100 Greatest Songs of the 60’s #2 Dusty Springfield – Son of a Preacher Man

Released: 1968

Ask a cross section of the British public now to name the greatest female British soul singer and the most popular answers would almost certainly be Adele or Amy Winehouse. This is understandable; Winehouse’s story in particular has a doomed fascination but unlike say the similar fate of the unfortunate Janis Joplin it occurred in an age where a camera or kiss and tell merchant were never far away.

The correct response would be Dusty Springfield, but in mitigation the London born singer passed away herself in 1999. Prior to that she’d endured almost two decades out of the spotlight before her collaboration with the Pet Shop Boys on What Have I Done To Deserve This provided a first hit since the beginning of the seventies.

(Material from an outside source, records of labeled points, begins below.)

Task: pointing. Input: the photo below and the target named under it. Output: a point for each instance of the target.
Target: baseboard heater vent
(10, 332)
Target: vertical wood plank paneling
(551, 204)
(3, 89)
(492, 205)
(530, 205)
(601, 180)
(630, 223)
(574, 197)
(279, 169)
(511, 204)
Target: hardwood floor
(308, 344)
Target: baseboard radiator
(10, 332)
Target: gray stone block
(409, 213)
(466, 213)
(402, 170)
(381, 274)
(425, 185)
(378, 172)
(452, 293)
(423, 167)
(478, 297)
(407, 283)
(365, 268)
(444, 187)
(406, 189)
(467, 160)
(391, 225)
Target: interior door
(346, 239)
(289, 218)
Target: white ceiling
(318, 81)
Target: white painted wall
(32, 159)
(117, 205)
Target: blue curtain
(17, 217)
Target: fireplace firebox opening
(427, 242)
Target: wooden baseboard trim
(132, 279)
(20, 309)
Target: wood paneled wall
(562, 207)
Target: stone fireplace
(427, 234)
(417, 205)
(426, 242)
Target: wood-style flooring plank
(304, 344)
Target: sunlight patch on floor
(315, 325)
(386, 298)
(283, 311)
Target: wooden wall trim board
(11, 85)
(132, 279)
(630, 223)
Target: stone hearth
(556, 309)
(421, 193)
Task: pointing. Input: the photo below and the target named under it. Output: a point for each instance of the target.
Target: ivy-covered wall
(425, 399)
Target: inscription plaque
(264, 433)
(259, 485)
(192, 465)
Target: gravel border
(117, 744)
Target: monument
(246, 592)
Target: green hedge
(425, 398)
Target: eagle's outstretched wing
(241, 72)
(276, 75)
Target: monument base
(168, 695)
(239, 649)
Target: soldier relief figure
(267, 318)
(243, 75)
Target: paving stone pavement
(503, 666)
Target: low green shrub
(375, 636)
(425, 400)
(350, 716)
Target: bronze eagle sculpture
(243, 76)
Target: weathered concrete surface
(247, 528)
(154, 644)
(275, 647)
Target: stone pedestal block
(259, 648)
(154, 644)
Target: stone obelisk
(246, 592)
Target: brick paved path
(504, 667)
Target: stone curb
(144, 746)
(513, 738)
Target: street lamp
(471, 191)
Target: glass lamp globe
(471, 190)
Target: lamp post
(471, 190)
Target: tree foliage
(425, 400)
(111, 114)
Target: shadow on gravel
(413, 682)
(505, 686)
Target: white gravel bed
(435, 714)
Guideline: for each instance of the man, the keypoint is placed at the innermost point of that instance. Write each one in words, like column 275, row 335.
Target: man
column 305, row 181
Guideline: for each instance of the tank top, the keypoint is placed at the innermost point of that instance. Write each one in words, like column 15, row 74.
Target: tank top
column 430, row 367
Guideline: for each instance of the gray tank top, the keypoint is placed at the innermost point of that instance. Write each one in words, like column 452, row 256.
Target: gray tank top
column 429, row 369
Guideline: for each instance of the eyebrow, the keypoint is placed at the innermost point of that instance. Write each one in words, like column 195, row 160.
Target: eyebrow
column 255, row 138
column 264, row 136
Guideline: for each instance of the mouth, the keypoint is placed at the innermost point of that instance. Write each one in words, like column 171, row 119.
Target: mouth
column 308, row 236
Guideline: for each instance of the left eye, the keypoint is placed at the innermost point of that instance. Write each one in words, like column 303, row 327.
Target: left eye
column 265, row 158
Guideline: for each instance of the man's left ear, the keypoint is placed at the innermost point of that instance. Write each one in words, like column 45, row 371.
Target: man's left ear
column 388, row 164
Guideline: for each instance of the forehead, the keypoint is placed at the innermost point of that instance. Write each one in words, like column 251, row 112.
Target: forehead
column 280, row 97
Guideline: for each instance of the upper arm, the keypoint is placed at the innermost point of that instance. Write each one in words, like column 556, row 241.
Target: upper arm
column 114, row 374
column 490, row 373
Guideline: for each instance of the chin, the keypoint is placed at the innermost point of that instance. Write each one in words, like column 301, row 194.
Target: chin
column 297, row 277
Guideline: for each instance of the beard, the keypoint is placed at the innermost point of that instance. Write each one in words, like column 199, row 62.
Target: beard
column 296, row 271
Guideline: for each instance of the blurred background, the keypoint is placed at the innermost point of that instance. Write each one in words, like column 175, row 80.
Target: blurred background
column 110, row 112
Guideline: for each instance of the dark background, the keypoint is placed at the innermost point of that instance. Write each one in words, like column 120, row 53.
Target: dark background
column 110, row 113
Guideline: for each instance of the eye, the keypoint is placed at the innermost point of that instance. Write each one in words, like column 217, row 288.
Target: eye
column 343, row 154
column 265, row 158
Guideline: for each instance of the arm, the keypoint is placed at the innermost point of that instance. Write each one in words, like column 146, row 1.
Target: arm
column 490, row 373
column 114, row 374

Reduced to playing the cabaret circuit for fifty pounds a night, her former heyday seemed to have been and gone by the time she signed to the hip Atlantic label in 1968. A complicated, sometimes difficult personality and never one to toe the line, a brush with the Apartheid-era regime in South Africa had drawn headlines, whilst an innate lack of self confidence quartered itself with being gay in an era when coming out was widely considered to be career suicide.

Son of a Preacher Man was the showpiece of Dusty In Memphis, an album which had been meant to revive her fortunes but was fraught with tensions in the making. Intimidated rather than inspired by the surroundings and working with outside producers for the first time, the lack of alchemy meant that it was eventually completed in New York and on release proved to be a relative flop.

These struggles played no part in the finished article. Touching heights which only Aretha Franklin could otherwise reach, it was a song that felt old and familiar the first time it was heard, a sermon which cut right through to the rawest emotional instincts.

Later Springfield confessed that she hated her vocals on the song, describing it with almost ridiculous modesty as “A rather overrated classic”, going on to say that despite the underlying theme of forbidden intimacy she felt “It seemed to move people on a sexual level where it didn’t move me at all”. Sometimes it seems even the greats don’t understand their magic.